Liberty not offering teams voting power - report

Dec.28 (GMM) F1 teams are being offered shares in the sport but not voting rights, according to Germany's Auto Motor und Sport.

Correspondent Michael Schmidt said new owners Liberty Media are keen for the teams to take 20 per cent ($800 million) of the commercial rights, with the end of January as a deadline for their decision.

"Liberty has good reasons to invite the teams," Schmidt wrote. "Shareholders will not leave overnight.

"But the deal has a catch. Although the teams will benefit from the earnings and will get a seat on the board, they will not vote.

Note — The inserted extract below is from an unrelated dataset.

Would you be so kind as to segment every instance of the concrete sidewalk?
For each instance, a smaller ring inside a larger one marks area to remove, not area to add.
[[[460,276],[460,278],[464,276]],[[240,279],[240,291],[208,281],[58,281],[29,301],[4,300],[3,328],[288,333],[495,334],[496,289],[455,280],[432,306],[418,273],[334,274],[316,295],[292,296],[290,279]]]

"When it comes to new strategies, regulations, marketing campaigns, the distribution of money or the appointment of the CEO, Liberty will not include the teams," he added.

Also uncertain about F1's future is the ongoing involvement of Bernie Ecclestone.

F1 legend Sir Jackie Stewart told the Swiss newspaper Sonntagsblick: "There will never, ever be another Bernie Ecclestone.

"He is unique in the whole world of sport -- no man has ever made as much money, for himself and for everyone else."

So with the 86-year-old F1 supremo's future uncertain for the new era, Stewart insisted: "Liberty needs to find a solution.

"When Pete Rozelle died, everyone thought it was the end of the NFL. But it grew even bigger and better, because the new people brought a different culture and new methods.

"But at the moment there are not many things you can do (in F1) without Bernie. If he cooperates with the new owners, it will be great, including for the fans, who must move back into the foreground," Stewart added.